To make an ecosystem meaningful, the progenitor has to reward customers for owning, buying and using multiple aspects  it. Again the benchmark is Apple which has expertly leveraged multiple aspects of its ecosystem to feather, embellish and improve the functionality of Apple devices, iOS, iTunes and iCloud in its now characteristic and seamless manner. Google is now trying to ensure inhabitants of its ecosystem will start enjoying similar benefits:

  • Google Play, Google’s App and content store and the default content retailer for Google devices has been improved. Movies may now be purchased (previously TVOD only) and TV content has been added. Heavyweight content owners partnering Google Play include NBC Universal, Sony Pictures, Disney, Bravo, Paramount, Virgil Films, and Sundance. Electronic magazine subscriptions have been added to the store with Conde Nast and Hearst the first announced partners. Currently this US only but a territorial rollout is a given.
  • the digital media adaptor Nexus Q plugs into a TV and enables owners of Android-based handsets and tablets to stream music and video. Intriguingly Nexus Q will download and stream a separate copy of the media itself – this is different to Apple’s Airplay where the content is streamed from an iPad or iPhone to Apple TV for playback on the main screen. It begs the question whether the functionality works for media not acquired from Google Play.
  • ecosystem inhabitants who store their digital media in Google’s cloud have another two devices controlled by Google to browse, buy, store and stream media to including, crucially, one targeting the main screen in a household. Google’s ownership of the media locker, hardware and OS should reassure the market that investments made in acquiring and storing content on the platform will be safe for the long term: there are no other companies in the ecosystem whose commercial priorities will diverge from Google’s cf, Ultraviolet, Samsung, Nokia.

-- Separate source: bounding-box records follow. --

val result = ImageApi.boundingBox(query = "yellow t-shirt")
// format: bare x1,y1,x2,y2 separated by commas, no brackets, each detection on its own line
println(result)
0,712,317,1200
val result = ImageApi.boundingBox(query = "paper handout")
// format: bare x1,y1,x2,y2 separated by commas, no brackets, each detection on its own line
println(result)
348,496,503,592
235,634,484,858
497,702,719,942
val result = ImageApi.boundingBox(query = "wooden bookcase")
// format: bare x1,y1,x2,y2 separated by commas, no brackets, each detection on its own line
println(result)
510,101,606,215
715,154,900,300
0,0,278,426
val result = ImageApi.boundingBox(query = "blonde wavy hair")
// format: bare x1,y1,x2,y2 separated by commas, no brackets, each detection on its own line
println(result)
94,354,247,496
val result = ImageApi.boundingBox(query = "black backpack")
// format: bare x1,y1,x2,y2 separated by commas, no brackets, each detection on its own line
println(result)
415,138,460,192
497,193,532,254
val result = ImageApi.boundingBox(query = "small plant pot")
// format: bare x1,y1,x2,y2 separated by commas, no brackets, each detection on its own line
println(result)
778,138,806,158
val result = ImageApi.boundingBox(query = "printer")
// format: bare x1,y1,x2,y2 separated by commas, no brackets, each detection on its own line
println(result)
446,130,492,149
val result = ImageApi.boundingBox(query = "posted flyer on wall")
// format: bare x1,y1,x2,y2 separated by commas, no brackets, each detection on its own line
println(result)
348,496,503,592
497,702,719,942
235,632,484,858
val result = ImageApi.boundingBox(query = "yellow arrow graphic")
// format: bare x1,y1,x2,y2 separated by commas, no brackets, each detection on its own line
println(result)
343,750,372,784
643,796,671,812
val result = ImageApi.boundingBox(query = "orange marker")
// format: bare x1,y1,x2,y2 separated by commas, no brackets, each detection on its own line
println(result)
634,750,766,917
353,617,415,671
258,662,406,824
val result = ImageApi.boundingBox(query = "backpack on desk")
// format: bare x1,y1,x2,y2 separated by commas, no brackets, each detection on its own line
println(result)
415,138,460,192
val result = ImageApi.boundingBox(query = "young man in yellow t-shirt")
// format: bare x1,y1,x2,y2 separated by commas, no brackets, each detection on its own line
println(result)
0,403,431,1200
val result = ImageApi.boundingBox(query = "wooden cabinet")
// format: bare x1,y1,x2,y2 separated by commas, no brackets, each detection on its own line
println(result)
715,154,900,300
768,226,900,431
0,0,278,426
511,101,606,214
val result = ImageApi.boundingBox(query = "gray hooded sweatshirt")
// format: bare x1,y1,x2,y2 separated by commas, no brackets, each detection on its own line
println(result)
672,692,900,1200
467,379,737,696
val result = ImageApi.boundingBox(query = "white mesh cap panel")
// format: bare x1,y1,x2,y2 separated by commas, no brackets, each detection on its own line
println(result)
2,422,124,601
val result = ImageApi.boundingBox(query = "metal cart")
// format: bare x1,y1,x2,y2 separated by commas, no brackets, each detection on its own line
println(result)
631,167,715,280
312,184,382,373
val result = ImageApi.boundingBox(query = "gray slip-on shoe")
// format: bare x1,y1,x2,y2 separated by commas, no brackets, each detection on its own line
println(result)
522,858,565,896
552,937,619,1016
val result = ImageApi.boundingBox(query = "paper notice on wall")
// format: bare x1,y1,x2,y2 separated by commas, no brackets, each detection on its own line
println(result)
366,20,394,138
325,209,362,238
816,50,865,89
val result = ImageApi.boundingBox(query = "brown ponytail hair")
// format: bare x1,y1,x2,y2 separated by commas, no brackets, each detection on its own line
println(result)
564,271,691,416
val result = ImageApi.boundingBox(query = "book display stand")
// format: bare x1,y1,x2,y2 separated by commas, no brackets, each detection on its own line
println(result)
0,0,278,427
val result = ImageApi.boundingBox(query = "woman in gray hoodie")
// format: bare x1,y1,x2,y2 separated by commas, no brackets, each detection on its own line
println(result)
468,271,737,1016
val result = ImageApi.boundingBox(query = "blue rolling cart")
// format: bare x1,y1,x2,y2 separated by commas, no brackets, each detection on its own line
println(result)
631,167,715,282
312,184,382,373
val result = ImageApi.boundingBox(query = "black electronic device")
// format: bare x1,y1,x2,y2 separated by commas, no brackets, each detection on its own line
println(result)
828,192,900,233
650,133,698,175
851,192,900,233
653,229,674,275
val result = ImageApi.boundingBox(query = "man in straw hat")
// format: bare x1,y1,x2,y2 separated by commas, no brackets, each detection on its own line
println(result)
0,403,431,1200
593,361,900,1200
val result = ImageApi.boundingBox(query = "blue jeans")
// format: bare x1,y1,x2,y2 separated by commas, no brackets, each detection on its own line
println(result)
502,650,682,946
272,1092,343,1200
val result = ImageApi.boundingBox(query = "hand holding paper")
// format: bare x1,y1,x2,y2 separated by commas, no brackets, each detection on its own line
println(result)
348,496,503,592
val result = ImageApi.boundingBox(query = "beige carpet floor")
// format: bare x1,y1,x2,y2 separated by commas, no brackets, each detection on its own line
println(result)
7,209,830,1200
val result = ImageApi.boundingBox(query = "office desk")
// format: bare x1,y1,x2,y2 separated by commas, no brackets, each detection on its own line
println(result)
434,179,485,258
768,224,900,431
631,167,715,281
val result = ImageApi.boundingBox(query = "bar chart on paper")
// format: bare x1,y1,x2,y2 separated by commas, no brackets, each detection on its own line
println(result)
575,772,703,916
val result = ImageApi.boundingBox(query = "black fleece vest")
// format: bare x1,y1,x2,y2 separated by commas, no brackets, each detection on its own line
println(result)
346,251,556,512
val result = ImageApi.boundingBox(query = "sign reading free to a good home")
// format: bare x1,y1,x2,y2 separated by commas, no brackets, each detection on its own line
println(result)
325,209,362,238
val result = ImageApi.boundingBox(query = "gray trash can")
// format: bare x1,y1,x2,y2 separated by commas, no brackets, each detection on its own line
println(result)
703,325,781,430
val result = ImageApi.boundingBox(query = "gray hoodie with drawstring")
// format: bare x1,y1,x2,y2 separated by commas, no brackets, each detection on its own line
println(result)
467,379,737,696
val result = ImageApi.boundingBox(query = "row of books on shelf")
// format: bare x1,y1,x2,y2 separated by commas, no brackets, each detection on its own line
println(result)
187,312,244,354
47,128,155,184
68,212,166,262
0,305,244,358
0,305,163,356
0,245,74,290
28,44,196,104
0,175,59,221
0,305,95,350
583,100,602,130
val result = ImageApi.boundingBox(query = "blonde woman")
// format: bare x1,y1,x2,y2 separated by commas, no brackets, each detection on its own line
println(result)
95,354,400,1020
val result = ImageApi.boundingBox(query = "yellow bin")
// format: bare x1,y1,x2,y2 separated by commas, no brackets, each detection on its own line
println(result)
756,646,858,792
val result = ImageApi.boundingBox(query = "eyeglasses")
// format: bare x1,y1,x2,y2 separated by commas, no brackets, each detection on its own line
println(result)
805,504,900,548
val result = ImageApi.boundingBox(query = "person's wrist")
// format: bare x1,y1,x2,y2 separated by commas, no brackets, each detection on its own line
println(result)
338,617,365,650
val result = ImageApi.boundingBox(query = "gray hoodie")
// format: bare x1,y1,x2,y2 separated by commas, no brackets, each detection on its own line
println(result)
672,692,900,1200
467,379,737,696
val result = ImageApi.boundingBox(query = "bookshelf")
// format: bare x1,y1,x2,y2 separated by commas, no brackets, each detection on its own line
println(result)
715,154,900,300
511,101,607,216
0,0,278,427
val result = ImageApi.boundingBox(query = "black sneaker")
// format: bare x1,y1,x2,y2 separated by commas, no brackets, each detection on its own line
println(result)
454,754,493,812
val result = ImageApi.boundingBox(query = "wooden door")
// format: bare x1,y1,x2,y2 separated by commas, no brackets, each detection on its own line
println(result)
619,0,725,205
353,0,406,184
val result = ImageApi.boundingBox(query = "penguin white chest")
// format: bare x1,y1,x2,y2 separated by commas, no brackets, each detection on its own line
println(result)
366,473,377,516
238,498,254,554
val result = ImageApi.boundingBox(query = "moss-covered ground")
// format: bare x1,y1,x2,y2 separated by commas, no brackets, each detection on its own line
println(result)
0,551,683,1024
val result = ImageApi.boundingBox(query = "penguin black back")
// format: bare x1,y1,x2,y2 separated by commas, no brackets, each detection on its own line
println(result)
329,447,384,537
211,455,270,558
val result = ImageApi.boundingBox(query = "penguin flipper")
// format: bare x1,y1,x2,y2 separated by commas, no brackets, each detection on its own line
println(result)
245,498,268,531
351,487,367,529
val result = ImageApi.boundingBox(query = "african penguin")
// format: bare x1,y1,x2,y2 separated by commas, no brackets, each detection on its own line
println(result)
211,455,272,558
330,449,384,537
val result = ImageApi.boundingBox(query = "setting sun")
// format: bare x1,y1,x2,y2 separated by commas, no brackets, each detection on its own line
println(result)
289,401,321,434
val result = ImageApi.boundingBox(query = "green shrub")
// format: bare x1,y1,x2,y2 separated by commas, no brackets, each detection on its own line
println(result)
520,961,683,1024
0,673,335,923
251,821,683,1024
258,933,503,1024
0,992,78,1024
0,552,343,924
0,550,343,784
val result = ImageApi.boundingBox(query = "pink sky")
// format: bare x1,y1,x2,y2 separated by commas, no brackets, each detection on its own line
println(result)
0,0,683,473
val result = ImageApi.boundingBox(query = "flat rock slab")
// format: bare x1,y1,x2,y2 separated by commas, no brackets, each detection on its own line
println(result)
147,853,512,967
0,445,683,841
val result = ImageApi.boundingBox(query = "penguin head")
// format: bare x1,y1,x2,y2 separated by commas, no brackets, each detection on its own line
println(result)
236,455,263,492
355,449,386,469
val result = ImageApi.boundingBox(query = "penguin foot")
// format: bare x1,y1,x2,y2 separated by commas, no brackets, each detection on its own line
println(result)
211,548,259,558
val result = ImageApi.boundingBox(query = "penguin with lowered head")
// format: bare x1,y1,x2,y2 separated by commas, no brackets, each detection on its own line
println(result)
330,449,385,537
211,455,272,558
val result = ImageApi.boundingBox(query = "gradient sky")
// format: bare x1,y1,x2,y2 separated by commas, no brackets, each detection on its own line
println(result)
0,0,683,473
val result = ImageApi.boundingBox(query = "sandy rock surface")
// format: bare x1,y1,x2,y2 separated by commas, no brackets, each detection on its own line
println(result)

However issues which need addressing for Google’s strategy to thrive include:

  • How aware is the audience of the cloud-based storage and distribution functionality offered by the major platforms? Do customers even care about cloud-based media storage and distribution and to what extent does it drive content sales? These remain largely unresolved questions which the digital media team at SA will address in the next digital consumer survey. It is seemingly a given that easy access to content (both purchased and, crucially, owned content including pirated content) adds to the value proposition of a device which is why this is becoming a key pillar of device and content ecosystem strategies. Apple’s approach has been to drive iCloud usage for personal data as an unobtrusive way of backing up personal data and photos in what looks like a Trojan horse to drive eventual usage for content. With 125m users of iCloud announced at WWDC Apple has made a flying start. Content rights deals for full cloud-based storage and distribution are still an issue and may hamper territorial rollout.
  • The pricing for Nexus Q is too high at $299 when an Apple TV is $99: the device does not exist in a bubble and the value proposition is simply not competitive at $299 against what is close to impulse purchase pricing. And at some point Apple will raise the bar for targeting the main screen (starting with Airplay Mirroring): Google should have aimed at surpassing the Apple TV rather than catching up with it, which it has failed to achieve anyway.
  • While the presumably not huge constituency of existing Android handset and tablet owners who want a DMA will be pleased, Google has limited the sales potential of Nexus Q by requiring ownership of an Android device for basic functionality.
  • The dearth of other content options apart from Google Play and Youtube is an absurdity we can only assume will be addressed shortly. Third party services with significant audiences who will expect their connected living room devices to enable access in the US include Netflix, Hulu, and Pandora amongst many others. Availability of the most common content streaming services has become a negative differentiator for connected devices.
  • The absence of any mention of Google TV is puzzling: using Nexus Q to deliver Google TV to non-enabled TVs seems like a natural fit. Perhaps this is how the product will evolve.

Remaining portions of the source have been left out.